A view looking eastward down the street where Dorothy lived |
Another view of Dorothy's street Dorothy's apartment building (left foreground) |
Dorothy spent a lot of her time out and about when I first came to know her. She walked all around her neighborhood of Southside, including the Five-Points-South area. She could be seen walking down the sidewalk carrying her big canvas purse over her shoulder. Once when she was visiting in my office, getting her checkbook out of that canvas bag of hers so we could help her with some of her bills, she mentioned that she always carried a brick in the bottom of her bag. She said that was in case she needed to defend herself while she was out walking around town.
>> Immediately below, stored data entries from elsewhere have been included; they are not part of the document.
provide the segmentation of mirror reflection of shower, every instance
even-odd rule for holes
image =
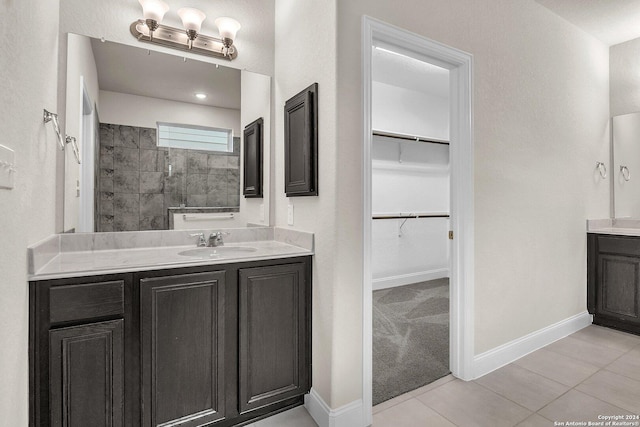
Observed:
[[[177,213],[239,212],[246,205],[240,197],[242,120],[268,116],[256,111],[269,105],[262,99],[269,91],[257,84],[264,76],[67,36],[65,130],[78,135],[82,164],[68,150],[65,231],[167,229]],[[255,98],[247,102],[247,117],[243,81]],[[158,134],[163,124],[178,127],[165,138]],[[237,216],[236,225],[245,225],[242,219]]]

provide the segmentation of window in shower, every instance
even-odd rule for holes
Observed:
[[[233,130],[158,122],[158,147],[233,152]]]

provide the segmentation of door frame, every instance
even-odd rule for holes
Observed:
[[[365,425],[372,424],[372,65],[374,46],[414,57],[450,71],[450,369],[473,379],[474,356],[474,186],[473,186],[473,57],[471,54],[411,33],[369,16],[362,18],[363,105],[363,328],[362,395]]]

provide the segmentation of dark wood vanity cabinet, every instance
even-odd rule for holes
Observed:
[[[640,334],[640,237],[589,234],[587,241],[593,323]]]
[[[31,426],[222,426],[303,403],[311,258],[30,283]]]
[[[31,425],[128,425],[125,325],[131,306],[125,301],[131,286],[128,275],[30,284]]]

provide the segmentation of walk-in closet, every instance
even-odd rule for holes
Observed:
[[[374,48],[373,404],[449,373],[449,72]]]

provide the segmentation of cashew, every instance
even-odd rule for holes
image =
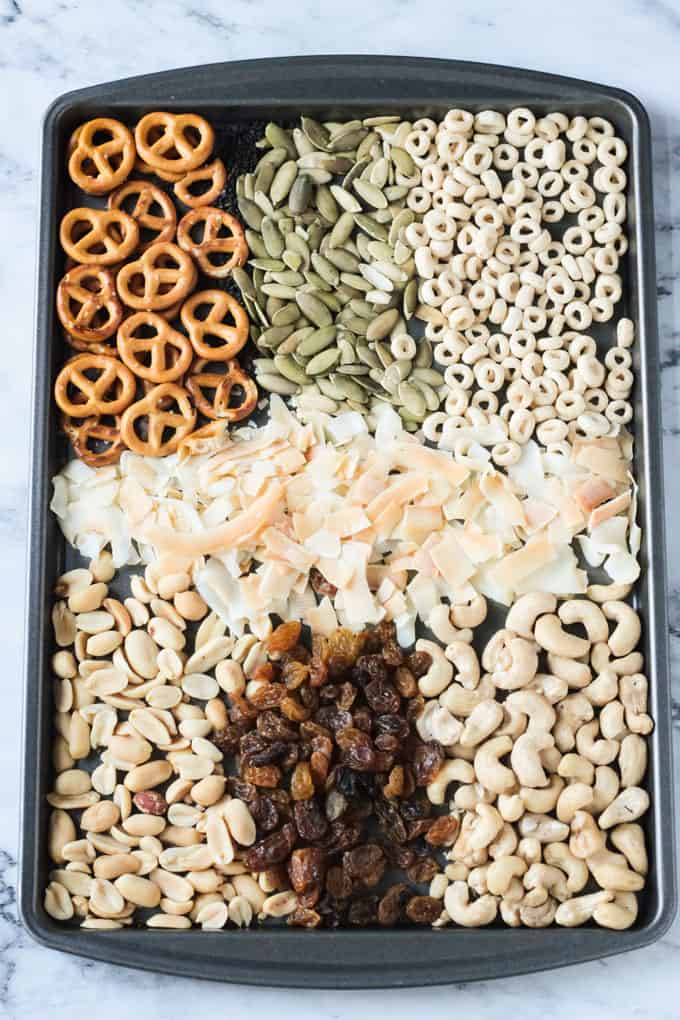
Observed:
[[[461,811],[474,811],[478,804],[491,804],[495,799],[496,794],[481,783],[459,786],[453,795],[453,802]]]
[[[605,669],[598,673],[592,683],[583,688],[582,693],[591,703],[602,707],[613,701],[619,693],[619,681],[613,669]]]
[[[619,772],[621,786],[638,786],[647,771],[647,744],[637,733],[629,733],[621,741]]]
[[[486,874],[488,891],[494,896],[505,896],[513,878],[521,878],[527,870],[527,863],[521,857],[501,857],[489,865]]]
[[[560,751],[570,751],[576,743],[576,730],[590,722],[593,706],[582,694],[570,694],[557,705],[557,723],[553,728],[555,743]]]
[[[566,843],[548,843],[543,848],[546,864],[554,864],[567,876],[569,892],[580,892],[588,881],[588,865],[574,857]]]
[[[471,783],[474,778],[475,772],[469,762],[461,761],[460,758],[449,758],[444,762],[432,782],[428,784],[428,800],[432,804],[443,804],[449,783]]]
[[[505,624],[508,630],[514,630],[520,637],[533,638],[537,617],[542,613],[554,613],[556,608],[554,595],[543,591],[527,592],[511,606]]]
[[[532,864],[523,881],[525,889],[547,889],[560,903],[569,899],[564,873],[550,864]]]
[[[539,843],[555,843],[569,835],[569,826],[550,815],[527,813],[517,824],[521,836],[531,836]]]
[[[518,793],[499,794],[497,806],[506,822],[516,822],[524,814],[524,801]]]
[[[608,765],[619,753],[618,740],[597,740],[600,723],[597,719],[584,723],[576,733],[576,750],[594,765]]]
[[[557,769],[557,774],[563,776],[564,779],[573,779],[576,782],[585,783],[586,786],[592,786],[595,768],[592,762],[587,758],[582,758],[580,754],[565,754]]]
[[[470,903],[465,882],[452,882],[444,893],[444,906],[451,920],[464,928],[480,928],[496,919],[498,902],[488,893]]]
[[[580,623],[591,644],[596,641],[606,641],[609,636],[609,627],[604,613],[599,606],[588,599],[567,599],[562,603],[557,613],[562,623],[567,625]]]
[[[546,747],[540,752],[541,765],[551,775],[557,772],[559,764],[562,761],[562,752],[556,747]]]
[[[523,691],[513,691],[511,694],[508,694],[503,704],[528,716],[529,732],[533,730],[550,732],[555,725],[554,708],[548,698],[537,691],[526,689]]]
[[[557,817],[569,825],[576,812],[589,807],[592,800],[592,787],[586,786],[585,783],[571,783],[562,790],[557,800]]]
[[[639,786],[623,790],[609,807],[602,812],[598,821],[601,829],[611,829],[620,822],[635,822],[649,807],[649,794]]]
[[[452,641],[444,649],[444,655],[456,667],[457,683],[473,691],[479,683],[480,670],[477,652],[472,645],[464,641]]]
[[[608,641],[612,655],[617,658],[628,655],[640,640],[640,617],[627,602],[605,602],[602,605],[602,612],[608,620],[616,622],[616,627],[609,635]],[[606,641],[607,638],[598,638],[598,640]]]
[[[474,595],[468,603],[452,606],[451,619],[454,627],[461,630],[465,627],[479,627],[486,620],[486,599],[483,595]]]
[[[513,631],[505,628],[497,630],[492,634],[485,644],[484,651],[482,652],[482,666],[487,672],[492,673],[494,671],[498,656],[503,651],[508,641],[511,641],[515,637],[517,637],[517,635]]]
[[[563,928],[575,928],[584,924],[593,916],[597,907],[609,903],[614,899],[614,893],[601,890],[596,893],[589,893],[587,896],[575,896],[566,903],[560,903],[555,912],[556,924]]]
[[[645,833],[641,825],[636,822],[624,822],[612,829],[609,838],[620,850],[628,861],[631,868],[634,868],[640,875],[646,875],[648,870],[647,849],[645,847]]]
[[[525,896],[525,889],[519,878],[513,878],[510,880],[510,885],[507,888],[507,892],[503,899],[506,903],[516,903],[518,906],[522,902]]]
[[[527,717],[523,712],[518,712],[512,705],[508,706],[505,701],[501,708],[503,709],[503,723],[496,730],[496,736],[511,737],[512,740],[516,740],[527,728]]]
[[[428,701],[416,720],[422,740],[436,740],[443,747],[452,747],[463,732],[463,724],[436,701]]]
[[[521,786],[547,786],[539,751],[552,747],[554,738],[546,730],[532,730],[517,738],[510,753],[510,764]]]
[[[420,688],[420,693],[424,694],[426,698],[436,698],[451,683],[453,679],[453,666],[447,660],[439,645],[434,641],[426,641],[424,638],[419,638],[416,641],[416,651],[427,652],[432,656],[430,668],[424,676],[421,676],[418,681],[418,687]]]
[[[598,850],[586,857],[586,864],[591,875],[603,889],[614,892],[639,892],[645,884],[644,877],[628,867],[623,854],[613,854],[610,850]]]
[[[525,897],[526,900],[526,897]],[[525,906],[519,908],[519,916],[522,924],[527,928],[547,928],[555,920],[557,903],[549,896],[545,903],[537,906]]]
[[[598,765],[595,769],[595,785],[593,800],[588,808],[593,814],[599,815],[608,808],[619,792],[618,773],[609,765]]]
[[[632,590],[632,584],[589,584],[586,595],[593,602],[607,602],[609,599],[625,599]]]
[[[465,719],[472,714],[480,701],[493,698],[495,690],[488,676],[481,678],[479,686],[474,691],[466,690],[461,684],[452,683],[443,694],[439,695],[439,704],[448,708],[452,715]]]
[[[521,857],[527,864],[533,864],[541,859],[541,843],[534,836],[525,836],[517,844],[517,856]]]
[[[449,882],[467,882],[470,869],[462,861],[455,861],[453,864],[446,865],[444,874]]]
[[[452,747],[447,747],[446,753],[449,758],[462,758],[463,761],[469,762],[475,760],[474,747],[463,747],[462,744],[454,744]]]
[[[475,705],[467,718],[460,742],[463,747],[476,747],[500,726],[503,721],[503,708],[497,701],[487,698]]]
[[[647,715],[648,689],[647,677],[643,673],[621,677],[620,697],[626,710],[626,725],[633,733],[646,735],[654,729],[654,723]]]
[[[611,649],[604,641],[593,645],[590,653],[590,664],[596,673],[605,669],[613,669],[618,676],[630,676],[639,673],[644,667],[642,652],[629,652],[619,659],[611,658]]]
[[[483,896],[484,893],[489,891],[486,884],[488,871],[489,865],[482,864],[479,868],[473,868],[468,875],[467,883],[475,896]]]
[[[475,817],[476,816],[476,817]],[[503,828],[503,819],[491,804],[479,803],[471,815],[472,829],[468,842],[472,850],[484,850]]]
[[[546,652],[567,659],[580,659],[590,651],[590,642],[563,630],[562,621],[554,613],[539,616],[534,627],[534,639]]]
[[[571,662],[571,659],[564,661]],[[531,683],[527,684],[525,690],[536,691],[551,705],[554,705],[562,698],[566,698],[569,693],[569,684],[562,677],[553,676],[552,673],[537,673]]]
[[[533,642],[514,637],[498,653],[491,679],[502,691],[516,691],[531,683],[537,669],[538,655]]]
[[[638,902],[635,893],[616,893],[613,902],[602,903],[593,911],[593,920],[603,928],[624,931],[637,919]]]
[[[621,741],[628,733],[624,708],[620,701],[610,701],[600,712],[600,733],[607,740]]]
[[[503,822],[503,828],[494,841],[489,843],[489,857],[492,857],[494,860],[497,860],[499,857],[509,857],[517,849],[517,843],[517,833],[514,827],[509,822]]]
[[[460,631],[451,623],[451,607],[443,602],[432,607],[427,617],[427,626],[443,645],[460,638]]]
[[[531,786],[520,787],[519,795],[525,809],[534,815],[547,814],[554,811],[555,805],[564,789],[564,780],[560,776],[551,776],[550,782],[541,790]]]
[[[493,737],[477,749],[474,761],[475,774],[487,790],[507,793],[517,785],[514,772],[499,761],[499,758],[511,750],[510,737]]]
[[[519,903],[503,899],[500,905],[501,917],[503,922],[507,924],[509,928],[519,928],[522,921],[519,916]]]
[[[548,669],[560,680],[566,680],[570,687],[587,687],[593,679],[587,662],[578,662],[564,655],[548,655]]]
[[[574,857],[585,860],[604,848],[607,837],[587,811],[577,811],[571,820],[569,849]]]

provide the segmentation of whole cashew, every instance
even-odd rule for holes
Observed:
[[[488,893],[470,903],[465,882],[452,882],[444,893],[444,906],[451,920],[464,928],[480,928],[491,924],[498,912],[497,900]]]
[[[565,754],[559,764],[557,773],[564,779],[572,779],[586,786],[592,786],[595,779],[595,767],[587,758],[580,754]]]
[[[482,666],[488,672],[492,673],[496,668],[498,656],[503,651],[508,641],[516,638],[517,635],[514,631],[502,628],[501,630],[495,631],[489,638],[484,646],[482,652]]]
[[[608,620],[616,622],[616,627],[609,635],[608,642],[612,655],[615,655],[617,658],[628,655],[640,640],[642,631],[640,617],[627,602],[605,602],[602,605],[602,612]],[[607,638],[599,640],[606,641]]]
[[[568,900],[570,893],[564,872],[550,864],[532,864],[523,879],[524,888],[546,889],[549,893],[562,903]]]
[[[472,714],[480,701],[493,698],[495,690],[488,676],[481,678],[479,686],[474,691],[467,691],[460,684],[453,683],[446,688],[443,694],[439,695],[439,704],[448,708],[452,715],[466,718]]]
[[[577,811],[571,820],[571,836],[569,837],[569,850],[580,860],[585,860],[592,854],[604,849],[607,837],[601,829],[598,829],[597,822],[587,811]]]
[[[449,758],[428,784],[428,800],[431,804],[443,804],[449,783],[472,783],[474,778],[475,770],[469,762],[461,761],[460,758]]]
[[[589,584],[586,595],[593,602],[607,602],[610,599],[625,599],[632,590],[632,584]]]
[[[516,691],[531,683],[537,669],[538,655],[533,642],[521,637],[510,638],[496,657],[491,679],[502,691]]]
[[[537,906],[522,904],[519,908],[519,916],[522,924],[526,925],[527,928],[547,928],[555,920],[556,910],[557,903],[552,896],[549,896],[545,903]]]
[[[567,599],[557,610],[562,623],[567,625],[580,623],[591,644],[596,641],[606,641],[609,637],[609,627],[604,613],[599,606],[588,599]]]
[[[606,740],[621,741],[628,733],[625,710],[620,701],[610,701],[600,712],[600,733]]]
[[[493,737],[477,749],[474,770],[477,779],[487,790],[507,793],[517,786],[515,773],[499,761],[499,758],[511,750],[510,737]]]
[[[571,659],[565,659],[571,662]],[[534,679],[525,687],[527,691],[536,691],[544,697],[551,705],[566,698],[569,693],[569,684],[560,676],[553,676],[552,673],[537,673]]]
[[[524,887],[521,886],[522,891]],[[522,920],[519,916],[519,902],[515,900],[502,899],[500,905],[501,917],[508,928],[519,928]]]
[[[461,630],[465,627],[474,630],[486,620],[486,599],[483,595],[474,595],[468,603],[452,606],[451,619],[454,626]]]
[[[489,857],[492,857],[494,860],[499,857],[509,857],[517,849],[517,843],[517,833],[513,826],[509,822],[503,822],[503,828],[494,841],[489,843]]]
[[[506,903],[516,903],[518,906],[522,902],[525,896],[525,889],[519,878],[513,878],[510,881],[510,885],[507,888],[503,899]]]
[[[565,787],[557,801],[557,817],[570,824],[577,811],[588,808],[593,800],[592,787],[585,783],[571,783]]]
[[[562,621],[553,613],[539,616],[534,627],[534,639],[546,652],[567,659],[580,659],[590,651],[590,642],[563,630]],[[554,669],[552,671],[555,672]]]
[[[543,848],[543,857],[546,864],[553,864],[565,873],[569,892],[583,889],[588,881],[588,865],[574,857],[566,843],[548,843]]]
[[[531,836],[539,843],[559,842],[569,835],[569,826],[550,815],[527,813],[522,815],[517,824],[521,836]]]
[[[618,676],[630,676],[632,673],[642,671],[644,659],[642,652],[629,652],[628,655],[619,659],[612,659],[609,645],[604,641],[598,641],[592,647],[590,664],[596,673],[601,673],[605,669],[613,669]]]
[[[556,747],[546,747],[541,751],[541,765],[546,772],[555,773],[562,761],[562,752]]]
[[[472,645],[465,641],[452,641],[444,649],[444,655],[456,667],[456,681],[472,691],[479,683],[479,659]],[[421,688],[422,690],[422,688]]]
[[[647,677],[643,673],[622,676],[619,682],[621,701],[626,710],[626,726],[633,733],[646,735],[654,729],[654,723],[647,715],[648,689]]]
[[[649,807],[649,794],[640,786],[629,786],[622,790],[609,807],[602,812],[598,821],[601,829],[611,829],[620,822],[635,822]]]
[[[618,773],[609,765],[598,765],[595,769],[595,785],[593,787],[593,801],[589,811],[594,815],[601,814],[608,808],[619,792]]]
[[[467,883],[472,889],[475,896],[483,896],[487,893],[487,873],[489,871],[488,864],[481,864],[478,868],[473,868],[467,878]]]
[[[528,716],[530,733],[533,730],[550,732],[555,725],[556,716],[554,708],[548,698],[537,691],[527,690],[526,688],[523,691],[513,691],[511,694],[508,694],[503,704]]]
[[[591,705],[601,708],[613,701],[619,693],[619,680],[613,669],[605,669],[598,673],[592,683],[583,688],[582,692]]]
[[[586,857],[586,864],[591,875],[603,889],[614,892],[639,892],[645,884],[644,877],[628,867],[623,854],[613,854],[610,850],[598,850]]]
[[[631,868],[640,875],[646,875],[648,871],[647,849],[645,847],[645,833],[641,825],[636,822],[624,822],[612,829],[609,838],[620,850],[628,861]]]
[[[416,651],[427,652],[432,657],[430,668],[418,681],[420,693],[424,694],[426,698],[436,698],[451,683],[453,679],[453,666],[439,645],[434,641],[426,641],[424,638],[419,638],[416,641]]]
[[[597,740],[600,723],[597,719],[584,723],[576,732],[576,750],[594,765],[608,765],[619,753],[618,740]]]
[[[554,613],[557,599],[544,591],[527,592],[511,606],[505,618],[508,630],[514,630],[520,637],[533,638],[534,625],[542,613]],[[606,639],[605,639],[606,640]]]
[[[430,610],[427,617],[427,626],[430,628],[437,641],[448,645],[451,641],[460,640],[461,631],[451,623],[451,607],[439,602]]]
[[[621,741],[619,772],[621,786],[638,786],[647,771],[647,744],[637,733],[629,733]]]
[[[624,931],[637,919],[638,902],[635,893],[619,892],[611,903],[602,903],[593,911],[593,920],[603,928]]]
[[[463,784],[453,795],[453,803],[461,811],[474,811],[478,804],[492,804],[495,799],[496,794],[481,783]]]
[[[496,730],[496,736],[510,737],[512,740],[516,740],[527,728],[527,717],[524,712],[518,712],[512,705],[508,705],[507,701],[503,702],[501,708],[503,709],[503,723]]]
[[[517,844],[517,856],[527,864],[535,864],[536,861],[540,861],[542,854],[541,842],[534,836],[525,836]]]
[[[506,822],[516,822],[524,814],[524,801],[518,793],[499,794],[497,804]]]
[[[575,928],[584,924],[593,916],[597,907],[614,899],[614,893],[604,889],[589,893],[587,896],[575,896],[566,903],[560,903],[555,912],[555,922],[563,928]]]
[[[510,765],[521,786],[547,786],[539,751],[552,747],[554,738],[546,730],[534,729],[517,738],[510,752]]]
[[[563,789],[564,780],[560,776],[551,776],[548,785],[540,790],[532,786],[521,786],[519,795],[530,814],[543,815],[554,811]]]
[[[548,669],[560,680],[566,680],[569,687],[587,687],[593,679],[587,662],[578,662],[564,655],[548,655]]]
[[[503,708],[498,701],[487,698],[475,705],[463,728],[463,747],[476,747],[490,737],[503,721]]]
[[[521,878],[527,870],[527,863],[521,857],[501,857],[489,865],[486,884],[494,896],[505,896],[513,878]]]
[[[430,739],[436,740],[442,747],[453,747],[463,732],[462,722],[451,715],[448,708],[443,708],[436,701],[430,702],[430,704],[435,706],[430,717],[430,729],[432,732]]]
[[[503,819],[491,804],[478,804],[475,814],[477,817],[473,823],[469,843],[473,850],[484,850],[503,828]]]

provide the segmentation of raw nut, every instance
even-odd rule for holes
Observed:
[[[145,680],[158,673],[158,645],[145,630],[130,631],[125,638],[125,655],[130,666]]]
[[[80,819],[80,827],[86,832],[108,832],[120,819],[120,808],[111,800],[100,800],[86,808]]]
I don't know if she ever had to swing that brick-in-a-bag, but it obviously gave her some sense of security. In my conversations with Dorothy years later, some of her stories illustrated why she had felt the need to keep a brick in her bag.
Things do not always go our way in life. Most of us know this, yet we can still get frustrated when things don’t happen the way we would like for them to. Living with disabilities and trying to make it on one’s own certainly can lead to all kinds of frustrations. One day in our conversations Dorothy shared a few of those frustrating incidents.
A rose in bloom |
“Another time, at Chris’s Restaurant, I got mad and threw a salt shaker across the room. Elmus had said he was going to meet me up there and he never did. Somebody said something to me. They said that nobody was coming. Well. I didn’t take it the right way – I guess I took things too serious – and I got mad and threw the salt shaker. It landed farther than I intended. The man that ran the restaurant told me to get up and go back home. It was a long time before I could go back over there. When I threw the salt shaker, I didn’t realize how hard I did throw it.”
“One time I was walking out there by the church. There was some little boy out there and I was trying to call Cliff on the pay telephone. Elmus come over here half-drunk and he was aggravating me and I didn’t feel good. I told him to get his butt out of here and go on back home. That boy came up here and tried to keep me from talking on the telephone and I shoved him down. I don’t remember who it was now. He came up when I was on the pay phone. I was angry and I shoved him down, He got up and left and I never did see him no more.”